Inside the freezing fog, Khione moved. Every step was an effort, every breath burned cold in her lungs. But here, she was in her element. The mist carried tiny ice crystals that touched her skin, feeding her information—shifts in pressure, vibrations in the ground, the heat signature of the Fire Golem. To her, the fog was a map. To her constructs, it was a prison.
The Fire Knight swung its sword in a wide arc, trying to dispel the fog with gusts of heat. It only created temporary tunnels of clarity. Khione struck from within one such tunnel. A single, needle-thin spike of ice, harder than steel, shot from the gloom. It didn't target the body, but the knee joint of the Fire Knight. There was a sharp ping and a crack. The golem staggered, its mobility compromised.
The Lightning Mage responded, sending wild, diffused arcs of electricity through the fog, trying to find her by sheer area of effect. Khione dropped flat to the ground, the electricity passing overhead. She placed her hand on the cold earth. A wave of frost radiated out from her touch, not on the surface, but through it. It reached the Lightning Mage's feet and surged upward, encasing its legs in a sudden, deep freeze, locking it in place.
The Shatter Knight, more intelligent in its programming, stood still, listening. It heard the faint crunch of her movement as she rose. It lunged, fist aimed at the sound.
Khione was ready. She didn't summon a wall. She created a slope. A slick, frictionless plane of ice appeared on the ground at her feet, angling away. The Shatter Knight's foot landed on it and shot out from under it. As the construct fell, Khione was already moving past it. Her wand tapped its back. Not a powerful spell, but a precise one: Permafrost Anchor.

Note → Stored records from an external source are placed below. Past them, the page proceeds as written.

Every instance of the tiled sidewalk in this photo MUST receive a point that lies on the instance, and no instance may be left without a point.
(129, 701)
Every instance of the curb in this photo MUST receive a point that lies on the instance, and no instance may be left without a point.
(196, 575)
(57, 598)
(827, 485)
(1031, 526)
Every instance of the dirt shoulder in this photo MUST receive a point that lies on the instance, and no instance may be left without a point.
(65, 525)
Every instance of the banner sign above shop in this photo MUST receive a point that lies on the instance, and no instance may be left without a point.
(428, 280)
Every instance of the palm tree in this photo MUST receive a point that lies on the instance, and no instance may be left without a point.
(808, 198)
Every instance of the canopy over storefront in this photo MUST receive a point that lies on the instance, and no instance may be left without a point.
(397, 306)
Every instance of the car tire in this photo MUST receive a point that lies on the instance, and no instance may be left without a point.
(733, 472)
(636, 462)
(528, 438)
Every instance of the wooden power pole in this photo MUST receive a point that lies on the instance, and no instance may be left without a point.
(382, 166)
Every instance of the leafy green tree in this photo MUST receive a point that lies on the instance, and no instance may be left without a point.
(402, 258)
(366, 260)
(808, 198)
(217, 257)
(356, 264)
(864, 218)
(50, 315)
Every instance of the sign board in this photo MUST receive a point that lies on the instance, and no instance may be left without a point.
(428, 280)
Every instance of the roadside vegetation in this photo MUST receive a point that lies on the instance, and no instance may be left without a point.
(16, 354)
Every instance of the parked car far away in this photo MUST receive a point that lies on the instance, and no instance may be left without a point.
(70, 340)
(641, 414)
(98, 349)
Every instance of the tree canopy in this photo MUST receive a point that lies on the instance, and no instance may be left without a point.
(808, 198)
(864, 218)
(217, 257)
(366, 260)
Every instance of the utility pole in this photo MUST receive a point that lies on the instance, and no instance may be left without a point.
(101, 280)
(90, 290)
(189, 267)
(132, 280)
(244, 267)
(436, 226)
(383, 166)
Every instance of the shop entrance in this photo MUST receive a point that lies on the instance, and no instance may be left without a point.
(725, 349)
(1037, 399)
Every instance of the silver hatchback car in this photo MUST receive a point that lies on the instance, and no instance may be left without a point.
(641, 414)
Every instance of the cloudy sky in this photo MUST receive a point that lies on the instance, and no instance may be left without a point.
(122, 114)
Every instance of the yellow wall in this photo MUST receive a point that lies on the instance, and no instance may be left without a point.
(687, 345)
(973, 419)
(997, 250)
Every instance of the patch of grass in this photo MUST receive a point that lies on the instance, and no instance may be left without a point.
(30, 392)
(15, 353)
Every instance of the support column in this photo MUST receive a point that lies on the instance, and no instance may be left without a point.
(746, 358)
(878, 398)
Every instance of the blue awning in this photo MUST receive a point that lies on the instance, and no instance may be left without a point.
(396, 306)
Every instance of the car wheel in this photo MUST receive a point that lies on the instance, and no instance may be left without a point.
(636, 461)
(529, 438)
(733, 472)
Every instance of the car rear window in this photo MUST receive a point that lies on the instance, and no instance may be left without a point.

The ice that flashed over it was thin, but its effect was profound—it didn't just freeze; it bound the golem to the very cold of the earth, sapping its kinetic energy, making it struggle to rise under the combined weight of gravity and enchanted ice.
She turned her attention back to the damaged foes. The Fire Knight was trying to limp toward her, flame guttering. Khione raised both hands. From the swirling mist above it, a single, perfect snowflake began to fall. It landed on the golem's head. Then it multiplied. A second, a third, then a blizzard concentrated on a single point. The Blizzard Seed. The Fire Knight was buried, then compressed, then finally frozen solid in a block of clear, blue ice, its internal fire magic smothered and still.
The Lightning Mage, trapped from the legs down, gathered all its energy for one final, massive blast. Khione didn't interrupt it. She watched it build, a storm of sparks gathering above its orb. Then, just as it released, she pointed her wand. She didn't counter with ice. She shaped it. A funnel of spiraling ice appeared in the path of the lightning bolt, catching it, channeling it, spinning it like a top until the raw electrical energy was woven into a helix of frozen lightning, a beautiful, deadly sculpture that hovered for a moment before clattering to the ground, inert.
Silence returned, broken only by Khione's heavy, labored breathing. The gravity pressed down on her like a physical hand. Sweat had formed on her brow and immediately chilled. She dismissed the fog with a wave. The three golems stood (or lay) defeated: one frozen solid, one rooted and powerless, one struggling against a sapping bind.
She lowered her wand. The session wasn't about defeating them quickly. It was about control. About using minimal movement under maximum pressure. About making her law an extension of her will in the most hostile conditions. Her ice wasn't just about cold; it was about shaping the battlefield, controlling the terms of engagement, using the environment itself as a weapon.
With another tap on the panel, the gravity normalized. The sudden release was dizzying; she felt impossibly light, as if she might float away. The golems dissolved back into light. The aching fatigue in her muscles was deep and real, but beneath it was a profound, thrumming clarity. The political worries, the suffocating love of her father, the watchful eyes of the academy—they were distant noises.